Warsaw, Poland

Warsaw might conjure up images of World War II ghettos and bombed out buildings, but the city has re-grown, and a few pot seeds apparently took root too.

While it doesn’t enjoy the same reputation as a party hotspot that its neighbour Prague, Czech Republic, does, and despite fairly strict drug laws, smoking abounds in this former Soviet Bloc city.

Anka, a local studying at a vocational school, finds plenty of time to squeeze concerts, pubs and discos that are liberally sprinkled around the city into her busy schedule.

“At weekends I try to attend anything up to three events,” she said. “I often smoke hash and marijuana — they’re as common as beer in the company I keep.”

While the Polish drug scene is alive and well, the Polish government has revamped its once liberal laws and is doing its best to pull the plug on even recreational use. The parliament recently passed laws banning possession of all soft drugs, even in small amounts obviously intended only for personal use.

The U.S. State Department reports that “penalties for possession, use, or dealing in illegal drugs are strict, and convicted offenders can expect jail sentences and heavy fines.”

Despite the restrictions, pot and hash are easy to find.

“On a walk through some Warsaw suburbs I saw what looked and smelt suspiciously like marijuana growing freely in the hedgerows,” said Richard, an American who lives in Warsaw.

The homegrown marijuana is of pretty high quality skunk and orange and runs about $8 to $10 per gram or $65 for 10 grams. Hash is harder to find, since most of it is imported instead of produced locally.
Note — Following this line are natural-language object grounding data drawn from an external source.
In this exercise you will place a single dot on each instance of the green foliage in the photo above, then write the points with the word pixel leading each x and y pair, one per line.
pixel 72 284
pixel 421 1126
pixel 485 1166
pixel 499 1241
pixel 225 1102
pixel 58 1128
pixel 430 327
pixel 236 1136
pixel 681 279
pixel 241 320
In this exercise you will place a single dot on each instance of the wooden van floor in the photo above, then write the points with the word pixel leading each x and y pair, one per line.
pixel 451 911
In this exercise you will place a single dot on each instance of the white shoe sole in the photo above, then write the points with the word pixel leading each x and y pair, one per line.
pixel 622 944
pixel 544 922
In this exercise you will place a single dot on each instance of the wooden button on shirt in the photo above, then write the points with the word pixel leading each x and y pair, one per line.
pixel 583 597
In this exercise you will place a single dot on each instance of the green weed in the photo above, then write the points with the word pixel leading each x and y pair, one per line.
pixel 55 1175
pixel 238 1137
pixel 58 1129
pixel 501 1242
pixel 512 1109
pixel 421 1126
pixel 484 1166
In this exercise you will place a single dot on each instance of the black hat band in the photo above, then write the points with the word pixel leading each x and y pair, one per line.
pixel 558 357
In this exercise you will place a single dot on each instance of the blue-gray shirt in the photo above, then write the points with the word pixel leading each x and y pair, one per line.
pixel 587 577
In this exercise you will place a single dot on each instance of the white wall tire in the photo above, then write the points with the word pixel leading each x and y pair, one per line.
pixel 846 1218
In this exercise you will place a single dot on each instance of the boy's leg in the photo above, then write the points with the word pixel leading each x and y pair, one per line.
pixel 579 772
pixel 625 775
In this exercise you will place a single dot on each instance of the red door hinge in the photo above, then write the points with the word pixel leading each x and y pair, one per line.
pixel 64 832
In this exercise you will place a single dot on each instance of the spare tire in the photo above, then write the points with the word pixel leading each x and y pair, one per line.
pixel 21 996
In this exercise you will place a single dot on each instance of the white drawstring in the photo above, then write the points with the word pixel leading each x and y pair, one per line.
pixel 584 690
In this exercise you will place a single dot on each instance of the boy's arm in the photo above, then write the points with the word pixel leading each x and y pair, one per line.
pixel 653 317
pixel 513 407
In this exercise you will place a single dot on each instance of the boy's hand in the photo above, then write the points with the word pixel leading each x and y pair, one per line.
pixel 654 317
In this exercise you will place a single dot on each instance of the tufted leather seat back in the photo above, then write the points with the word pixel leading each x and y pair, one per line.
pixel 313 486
Black Afghan hash is about $10 to $12 per gram, when you can find it.

In line with the home-grown pot itself, the easiest places to find it are where locals hang out.

“It is easiest to get everywhere,” said Niall, from Scotland. “School, clubs, friends, neighbourhoods.”


If you’re having a hard time meeting locals, head for the University district or the Palace of Culture near the main train station. Both locations are filled with both dealers and tokers who might be willing to share a small hit with a visitor.

“On the East side of Palace of Culture there is a big tent where they serve cheap beer, play great music and best — you can smoke whatever you want,” said a visitor in Warsaw going by the nickname Hemmy. “When the cops come, just throw away your “cigarette” and say what? It must’ve been someone in the park! ”There is a great drumming scene too.”

Another location where pot and hash can be found among piles of junk, fake antiques and the occasional gun is the flea market at Stadion Dziesieciolecia, arguably the largest in Europe.

“There are more than 10,000 stands where you can buy almost anything. They even used to sell weapons!” said a tourist from Denmark. “People come from not only Poland, but from the whole eastern Europe – especially the old Soviet republics — to sell clothes, food, caviar, music, handyman tools and all kinds of electric equipment.”

Once you’ve loaded up on some ganga and developed a serious case of the munchies, hit up the little Vietnamese food stands huddled around Plac Konstitucji, which serve almost identical but edible generic Asian takeout.

When heading out after hours, take some pains to dodge the Red Light District and the main train station where pickpockets tend to congregate.

“We wandered by accident into an area of huts masquerading as shops between Zielna and Marshall Street,” said Drew from the United States. “All seemed to be involved in either the sex industry or armaments trade. I’ve come across the sex industry in many places, but nothing like this.”

Instead, head out for a night of clubbing or pub-crawling.

Cul de Sac (ul. Foksal 2) is lodged in an imposing building and bolstered by the comfortable and faintly decadent leather couches and mellow atmosphere inside. Ground Zero (ul. Wspolna 62) is a converted domed bomb shelter with surprisingly good Mexican food next door at the Warsaw Tortilla Factory.

“There are plenty of nightclubs in Warsaw,” said local Radzio. “You may not be let in if you are under 18 though, and if you are wearing sportswear.”

And by the end of a day of smoking, drinking and general partying, just be sure you know the way home.

“Remember to always carry the name of the street in which you are staying. It may be unpronounceable and you may need it for the taxi driver,” said one American visitor who got lost with her brother. “He got a little drunk and was in no fit state to tell the taxi driver his address. Big sis had to step in and get us back to some unpronounceable street with an amazing combination of “szcs’ in the name.”